It is worth noting that most of the SARS-CoV-2-infected animals show asymptomatic to mild symptoms, which may often be ignored by farmers or owners, resulting in a widespread of the virus. Meanwhile, existing evidence shows that SARS-CoV-2 may have originated from bat coronavirus 40–70 years ago (Chaw et al., 2020; Forni et al., 2017; He and Chen, 2020), and SARS-CoV-2 appeared in Europe and America earlier than it was reported in Wuhan, China, which further confirms that SARS-CoV-2 formed or appeared in animals earlier than it appeared in humans and caused an outbreak. And we are sure that mutations of SARS-CoV-2 continue in animals and humans, although little progress has been reported on evaluating the recombinant rate of SARS-CoV-2 in animals. Therefore, continuous transmission, especially asymptomatic infection and superspreading events, will lead to many animals carrying the virus, which will transfer to more species and humans. Although experts predict that SARS-CoV-2 may become similar to other human coronaviruses causing the common cold and coexist with humans (Lavine et al., 2021), it will take a long time for the virus and humans to adapt to each other. Thus, monitoring SARS-CoV-2 in susceptible animals is still necessary before effective vaccines are widely used. People who contact animals should take necessary precautions, the hunting and consumption of wild animals should be permanently banned. More attention needs to be paid to the transmission of SARS-CoV-2 and its variants between humans and animals.

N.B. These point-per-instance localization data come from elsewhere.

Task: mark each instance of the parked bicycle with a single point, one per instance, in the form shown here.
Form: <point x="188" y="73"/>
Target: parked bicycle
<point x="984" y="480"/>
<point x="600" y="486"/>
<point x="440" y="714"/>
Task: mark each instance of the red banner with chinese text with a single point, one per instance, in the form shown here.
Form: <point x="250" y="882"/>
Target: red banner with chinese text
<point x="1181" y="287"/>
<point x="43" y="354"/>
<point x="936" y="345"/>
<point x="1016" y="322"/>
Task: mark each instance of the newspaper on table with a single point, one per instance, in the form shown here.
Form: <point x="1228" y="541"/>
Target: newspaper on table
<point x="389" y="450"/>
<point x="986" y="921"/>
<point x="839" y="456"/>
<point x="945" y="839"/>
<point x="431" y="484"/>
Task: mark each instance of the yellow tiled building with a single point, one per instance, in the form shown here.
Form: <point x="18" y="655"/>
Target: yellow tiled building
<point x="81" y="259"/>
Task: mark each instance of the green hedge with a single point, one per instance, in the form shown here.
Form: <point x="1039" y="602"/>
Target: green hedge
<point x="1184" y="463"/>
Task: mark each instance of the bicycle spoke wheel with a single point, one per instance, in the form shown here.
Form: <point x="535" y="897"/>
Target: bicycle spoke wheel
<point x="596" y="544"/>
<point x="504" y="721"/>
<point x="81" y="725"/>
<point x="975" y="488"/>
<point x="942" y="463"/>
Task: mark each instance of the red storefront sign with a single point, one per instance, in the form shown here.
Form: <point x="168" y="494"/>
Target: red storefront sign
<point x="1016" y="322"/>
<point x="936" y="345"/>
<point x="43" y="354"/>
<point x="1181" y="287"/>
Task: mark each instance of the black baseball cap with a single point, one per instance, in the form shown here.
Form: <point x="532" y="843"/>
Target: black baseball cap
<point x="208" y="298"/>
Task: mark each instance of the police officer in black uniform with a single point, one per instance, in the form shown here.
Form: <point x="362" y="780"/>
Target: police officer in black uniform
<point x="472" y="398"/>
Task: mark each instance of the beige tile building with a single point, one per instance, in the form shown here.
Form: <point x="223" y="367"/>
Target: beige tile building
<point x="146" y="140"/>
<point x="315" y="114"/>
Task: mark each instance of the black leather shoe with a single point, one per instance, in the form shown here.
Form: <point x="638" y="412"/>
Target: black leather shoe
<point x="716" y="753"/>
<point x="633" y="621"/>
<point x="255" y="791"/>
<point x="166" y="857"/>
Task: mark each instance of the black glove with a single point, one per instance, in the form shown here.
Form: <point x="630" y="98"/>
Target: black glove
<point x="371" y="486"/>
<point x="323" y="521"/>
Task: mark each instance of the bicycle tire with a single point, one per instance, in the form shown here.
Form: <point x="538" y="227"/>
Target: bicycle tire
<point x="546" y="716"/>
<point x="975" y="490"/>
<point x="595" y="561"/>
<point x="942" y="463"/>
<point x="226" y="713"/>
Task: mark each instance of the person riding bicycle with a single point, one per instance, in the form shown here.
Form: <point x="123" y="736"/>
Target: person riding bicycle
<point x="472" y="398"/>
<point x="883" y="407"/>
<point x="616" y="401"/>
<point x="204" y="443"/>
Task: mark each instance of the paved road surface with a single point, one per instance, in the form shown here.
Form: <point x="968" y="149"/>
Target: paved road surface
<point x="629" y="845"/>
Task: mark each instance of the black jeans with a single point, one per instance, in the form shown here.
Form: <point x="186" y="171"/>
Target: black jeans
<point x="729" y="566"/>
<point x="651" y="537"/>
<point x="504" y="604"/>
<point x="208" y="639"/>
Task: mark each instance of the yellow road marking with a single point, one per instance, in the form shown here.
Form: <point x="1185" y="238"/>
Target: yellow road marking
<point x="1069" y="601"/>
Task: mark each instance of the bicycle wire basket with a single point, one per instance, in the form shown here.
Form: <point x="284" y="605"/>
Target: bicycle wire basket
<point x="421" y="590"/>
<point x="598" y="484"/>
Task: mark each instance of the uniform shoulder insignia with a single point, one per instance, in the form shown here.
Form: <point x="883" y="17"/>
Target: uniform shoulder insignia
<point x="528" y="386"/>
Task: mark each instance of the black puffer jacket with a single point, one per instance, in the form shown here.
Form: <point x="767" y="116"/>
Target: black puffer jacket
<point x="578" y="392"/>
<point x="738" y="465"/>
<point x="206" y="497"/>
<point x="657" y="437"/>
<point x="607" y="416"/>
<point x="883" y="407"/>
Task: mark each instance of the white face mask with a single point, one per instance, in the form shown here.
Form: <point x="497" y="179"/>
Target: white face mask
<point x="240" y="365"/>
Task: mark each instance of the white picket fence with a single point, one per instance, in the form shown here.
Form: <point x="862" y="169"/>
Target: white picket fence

3.2. SARS-CoV-2 variants affect the efficacy of the vaccine and therapeutic antibodies
It was reported that the human sera from people immunized with Pfizer BTN162b2 vaccine can neutralize three SARS-CoV-2 viruses containing key spike mutations, including N501Y, 69/70-deletion+N501Y + D614G, and E484K + N501Y + D614G, with neutralization geometric mean titers of 0.81–1.46 times of the parental virus (Xie et al., 2021). Furthermore, other vaccines, including BBIBP-CorV (Sinopharm) and CoronaVac (Sinovac) in China, mRNA-1273 vaccine (Moderna) in the United States, Sputnik-V vaccine in Russia, most of which are aimed at the viral spike or its RBD, have been granted emergency use authorization. However, the protective rate and effectiveness of each vaccine to different variants are distinct. It is unclear whether these vaccines are still effective against SARS-CoV-2 mutants continuously generated in the population because increasing evidence shows that SARS-CoV-2 Variants B.1.351 and B.1.1.7 are resistant to neutralizing antibodies in convalescent plasma and vaccinee sera (Chen et al., 2021; Wang et al., 2021a). Moreover, although inactivated vaccine contains all the viral components, it is not clear whether the inactivation process will affect the activity of the spike and the integrity of the virus. Besides, antibodies, such as Regeneron's REGN-COV2 cocktail (REGN10933 and REGN10987) and Eli Lilly's LY-CoV016 antibody can effectively neutralize the virus, however, viral mutations in the circulating strains can weaken the recognition mediated by the antibodies and polyclonal human serum (Andreano et al., 2020; Starr et al., 2021). These results suggest SARS-CoV-2 may escape human immune response via continuous genomic evolution by substitution in the viral RBD and/or deletion and insertion in N-terminal domain loops of the viral spike, especially in the immunocompromised host (Andreano et al., 2020; Clark et al., 2021; Starr et al., 2021). We previously also found pseudorabies virus can escape the inhibition mediated by CRISPR-Cas9 targeting a single site by substitution (Peng et al., 2016). Therefore, according to the experience of vaccines (such as influenza and HPV vaccines) that have been used in the form of multivalent vaccines, it is necessary to evaluate the effectiveness of current vaccines against SARS-CoV-2 variants, and update vaccines and therapeutic antibodies in time according to virus mutations.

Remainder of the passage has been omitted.